In

Lola i problemy kuwetowe

Dzisiejszy wpis będzie o ważnym temacie w kocim domu a mianowicie o kuwecie. Obiecuję wracać do tego tematu często bo wiem, że sporo domów ma z tym problem. Mój dom także.
Wynajmuję duży dwupiętrowy dom, w którym na stałe mieszkają trzy koty i często pojawiają się tymczasowi bywalcy w związku z moim kącikiem adopcyjnym, do zapoznania się z którym zapraszam tutaj. Aktualnie takim tymczasowych gości mam dwójkę i ponieważ też są problematyczni niebawem i o nich wspomnę.
Ostatnio coraz częściej zauważałam problemy z korzystaniem z kuwety przez moje stałe koty i postanowiłam się z tym zmierzyć wbrew opinii, że dobry szewc bez butów chodzi;)
Główną buntowniczką w tym temacie od dłuższego czasu jest moja Lola.

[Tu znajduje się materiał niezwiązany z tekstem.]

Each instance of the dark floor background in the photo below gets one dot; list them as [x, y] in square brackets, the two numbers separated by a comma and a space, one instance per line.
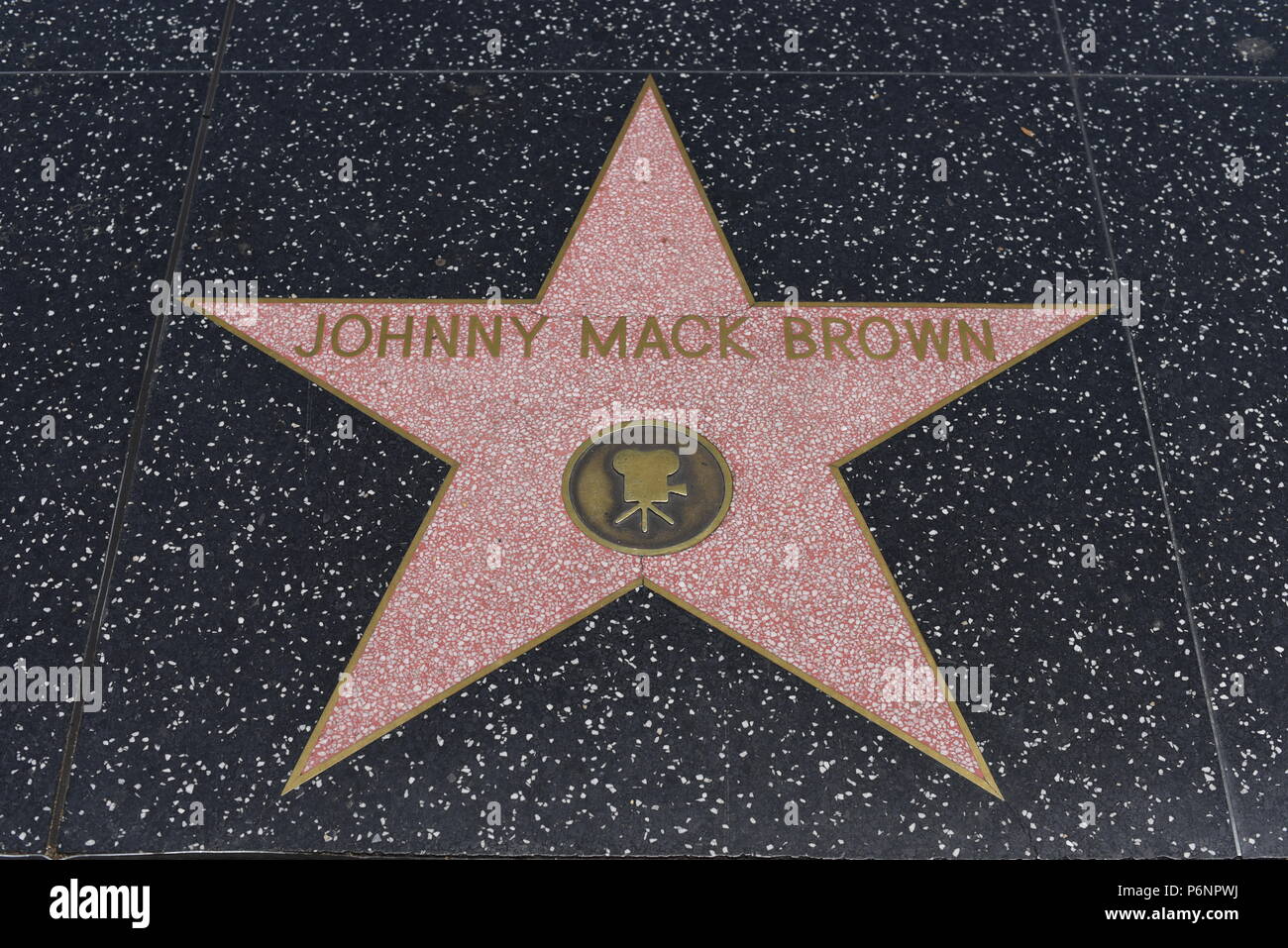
[1115, 685]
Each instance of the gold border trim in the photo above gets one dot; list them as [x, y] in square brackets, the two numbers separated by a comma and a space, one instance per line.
[300, 775]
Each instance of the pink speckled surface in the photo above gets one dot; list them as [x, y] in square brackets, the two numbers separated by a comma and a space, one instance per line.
[790, 569]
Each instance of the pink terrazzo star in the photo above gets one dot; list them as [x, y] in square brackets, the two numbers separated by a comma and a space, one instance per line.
[498, 566]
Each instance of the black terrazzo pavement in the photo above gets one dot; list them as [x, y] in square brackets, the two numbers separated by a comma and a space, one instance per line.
[76, 257]
[215, 675]
[1210, 253]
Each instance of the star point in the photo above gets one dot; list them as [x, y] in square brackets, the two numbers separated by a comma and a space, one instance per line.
[506, 393]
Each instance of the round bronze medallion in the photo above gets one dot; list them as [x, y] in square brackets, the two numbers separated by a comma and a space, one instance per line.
[647, 487]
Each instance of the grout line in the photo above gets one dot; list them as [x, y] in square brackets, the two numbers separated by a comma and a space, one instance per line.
[661, 71]
[133, 445]
[1153, 443]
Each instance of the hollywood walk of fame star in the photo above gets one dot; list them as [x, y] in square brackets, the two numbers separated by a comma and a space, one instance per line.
[498, 566]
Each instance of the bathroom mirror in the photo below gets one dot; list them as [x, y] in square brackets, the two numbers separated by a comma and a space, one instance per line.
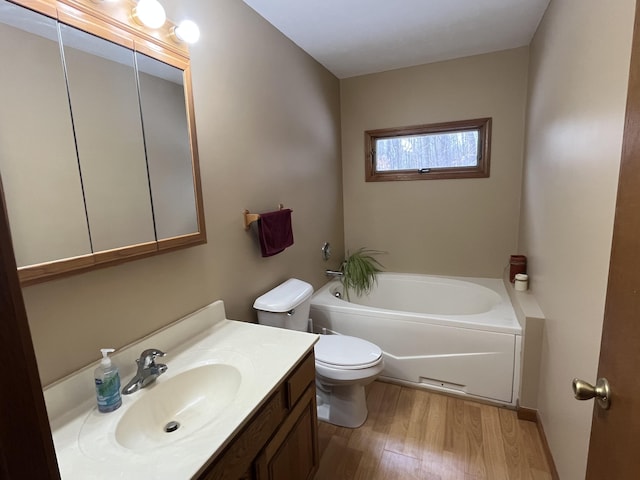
[98, 152]
[103, 94]
[38, 160]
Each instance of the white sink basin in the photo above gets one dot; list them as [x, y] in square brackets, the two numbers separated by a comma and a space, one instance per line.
[175, 408]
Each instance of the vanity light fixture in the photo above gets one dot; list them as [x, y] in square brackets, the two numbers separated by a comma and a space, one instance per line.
[149, 13]
[187, 32]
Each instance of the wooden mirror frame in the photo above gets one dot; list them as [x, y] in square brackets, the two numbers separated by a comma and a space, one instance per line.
[112, 21]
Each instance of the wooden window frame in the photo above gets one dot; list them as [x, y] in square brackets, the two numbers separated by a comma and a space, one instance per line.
[481, 125]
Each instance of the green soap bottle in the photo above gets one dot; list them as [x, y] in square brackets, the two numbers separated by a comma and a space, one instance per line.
[107, 380]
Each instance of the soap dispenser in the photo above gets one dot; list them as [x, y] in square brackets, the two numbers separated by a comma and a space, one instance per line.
[107, 380]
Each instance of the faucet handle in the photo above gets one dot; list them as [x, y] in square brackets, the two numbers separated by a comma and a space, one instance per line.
[148, 356]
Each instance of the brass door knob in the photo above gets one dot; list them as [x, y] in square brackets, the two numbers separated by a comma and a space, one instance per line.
[584, 391]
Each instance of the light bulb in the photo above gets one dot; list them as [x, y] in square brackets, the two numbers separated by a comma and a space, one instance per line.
[149, 13]
[187, 31]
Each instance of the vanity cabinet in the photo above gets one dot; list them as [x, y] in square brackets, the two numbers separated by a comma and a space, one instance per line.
[280, 440]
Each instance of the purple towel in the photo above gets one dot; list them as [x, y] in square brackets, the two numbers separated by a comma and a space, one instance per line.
[274, 230]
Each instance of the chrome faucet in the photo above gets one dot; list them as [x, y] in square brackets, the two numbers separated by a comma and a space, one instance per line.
[148, 371]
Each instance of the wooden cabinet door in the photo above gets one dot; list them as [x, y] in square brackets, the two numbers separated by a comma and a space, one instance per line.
[292, 454]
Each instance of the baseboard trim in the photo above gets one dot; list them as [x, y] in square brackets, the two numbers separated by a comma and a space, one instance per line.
[528, 414]
[532, 415]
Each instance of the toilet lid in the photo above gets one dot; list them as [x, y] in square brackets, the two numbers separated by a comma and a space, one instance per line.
[346, 352]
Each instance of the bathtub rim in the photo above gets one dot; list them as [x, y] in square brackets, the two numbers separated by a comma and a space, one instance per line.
[509, 323]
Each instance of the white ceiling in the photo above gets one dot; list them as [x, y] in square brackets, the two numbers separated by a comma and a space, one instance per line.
[355, 37]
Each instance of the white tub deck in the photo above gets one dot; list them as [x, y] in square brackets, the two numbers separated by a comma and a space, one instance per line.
[468, 344]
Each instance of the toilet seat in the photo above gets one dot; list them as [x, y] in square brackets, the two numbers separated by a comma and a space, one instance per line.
[346, 353]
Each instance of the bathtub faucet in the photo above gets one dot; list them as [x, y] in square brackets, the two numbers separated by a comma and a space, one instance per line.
[333, 273]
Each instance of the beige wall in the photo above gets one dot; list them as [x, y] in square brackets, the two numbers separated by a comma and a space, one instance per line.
[455, 227]
[578, 79]
[268, 130]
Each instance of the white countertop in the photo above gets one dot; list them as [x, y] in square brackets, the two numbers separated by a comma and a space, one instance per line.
[85, 440]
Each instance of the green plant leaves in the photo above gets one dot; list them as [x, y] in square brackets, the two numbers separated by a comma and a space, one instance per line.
[359, 271]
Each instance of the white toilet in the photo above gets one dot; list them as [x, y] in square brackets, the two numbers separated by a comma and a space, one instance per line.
[344, 365]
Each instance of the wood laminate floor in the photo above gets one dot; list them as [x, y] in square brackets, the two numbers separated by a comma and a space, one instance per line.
[417, 435]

Lola to sześcioletnia dama o cudownym ciepłym i serdecznym charakterze w stosunku do ludzi, nie zawsze miła dla kotów. Jest też bardzo płochliwa i nieśmiała.
Pierwszą podstawową zasadą przy szukaniu przyczyn niepokojącego nas zachowania jest sprawdzenie stanu zdrowia zwierzęcia. Nie możemy leczyć głowy gdy szwankuje reszta ciała. Lola jest niestety kotką chorującą. Boryka się od lat z problemami z dziąsłami, które często są nadwrażliwe, w skrajnych przypadkach krwawią. Niestety po wielu próbach leczenia postawiono diagnozę, że tak musi być i jedyną metodą jest podawanie kotu zastrzyków gdy choroba nawraca. Mam więc odpowiedni zapas w lodówce i często zaglądam jej w pysk. Gdy zapomnę i dziąsła przeszkadzają jej w życiu Lola błyskawicznie sygnalizuje problem załatwiając się poza kuwetą. Tak więc mamy pierwszy powód: zdrowie. Kiedyś myślałam też, że to wynik choroby pęcherza, którą notorycznie u niej diagnozowano. Dzisiaj wiem, że to wtórny problem o czym później.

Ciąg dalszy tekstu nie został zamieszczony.